What's Hot
What's Hot
News flashes are posted here frequently to keep you up-to-date with the latest advances in health and longevity. We have an unparalleled track record of breaking stories about life extension advances.
Omega 3 could help reduce capsular contracture
February 28 2020. The March 2020 issue of Plastic and Reconstructive Surgery®, the Journal of the American Society of Plastic Surgeons, published the finding of a protective effect for supplementation with omega 3 fatty acids against capsular contracture, a problem that affects women who have undergone breast implantation during reconstruction following breast cancer surgery or for cosmetic reasons. The capsular contracture process is characterized by hardening of the connective tissue that forms around the implant, causing inflammation, pain and occasional deformation of the implant.
It is believed that silicone particles and bacterial biofilms induce chronic inflammation that causes fibroblast proliferation involved in capsular formation. "Past research on preventing capsular contracture has focused on reducing bacterial contamination using antibiotics," noted coauthor Serena Tamburino, MD. "Fewer studies have focused on controlling the inflammatory process, particularly the arachidonic acid cascade, the main pathway leading to inflammation."
In the current study, female mice were implanted with silicone gel implants and given daily omega 3 fatty acids (EPA and DHA) or water. After 12 weeks, the animals’ implants were removed and the tissue that surrounded the implants examined.
Mice that received omega 3 fatty acids had less capsule formation around implants compared to untreated animals. Treated mice exhibited a reduction in the expression of transforming growth factor beta-2 (a cytokine that promotes inflammation) associated with less collagen deposited in the implant capsule.
"We believe that omega 3 supplement is a simple and promising method that could be used to prevent or at least reduce capsular contracture after silicone implant surgery," the authors wrote. “Omega 3 fatty acid is a dietary supplement with minimal side effects that is normally used worldwide for multiple purposes.
“Additional studies should be conducted to support our findings concerning the decrease in capsular contracture occurrence,” they conclude.
—D Dye
NAC could help MS patients
February 26 2020. The results of a trial reported on February 14, 2020 in Frontiers in Neurology indicate a potential role for N-acetylcysteine (NAC) as a treatment to improve brain function in patients with multiple sclerosis (MS). NAC is a derivative of the amino acid L-cysteine, which is a precursor of the antioxidant glutathione.

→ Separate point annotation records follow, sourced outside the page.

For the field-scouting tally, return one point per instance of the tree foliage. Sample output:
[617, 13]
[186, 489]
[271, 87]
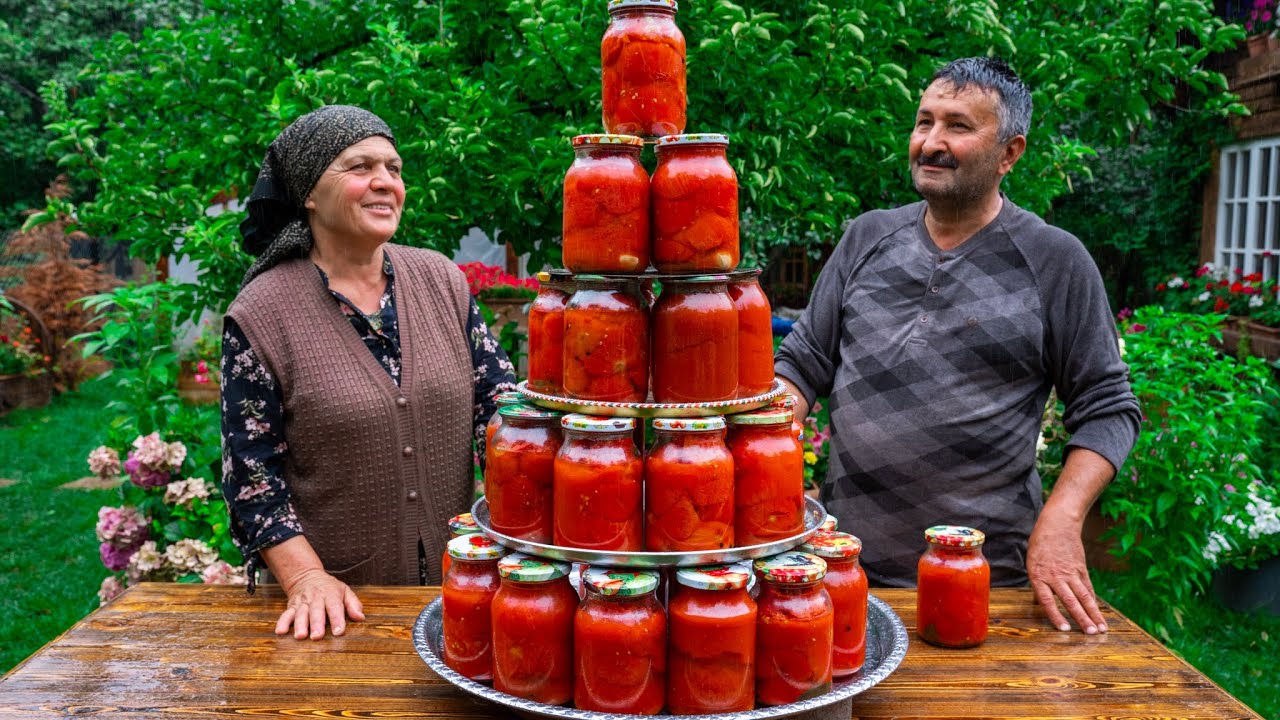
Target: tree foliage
[818, 99]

"This is an exciting study that suggests a natural molecule such as NAC may help improve brain metabolism and symptoms in patients with multiple sclerosis," corresponding author Andrew Newberg, MD, remarked.
The trial included 24 MS patients who were randomized to groups that received standard care alone or standard care plus intravenous NAC once weekly and 500 milligrams orally administered NAC twice daily for the remaining days of the week during a two-month period. Fluorodeoxyglucose (FDG) position emission tomography (PET) scanning to measure cerebral glucose metabolism was conducted and clinical and symptom questionnaires were completed by the participants at the beginning of the study and after the treatment period. Subjects who received standard care alone were eligible to receive NAC at the end of the initial treatment period.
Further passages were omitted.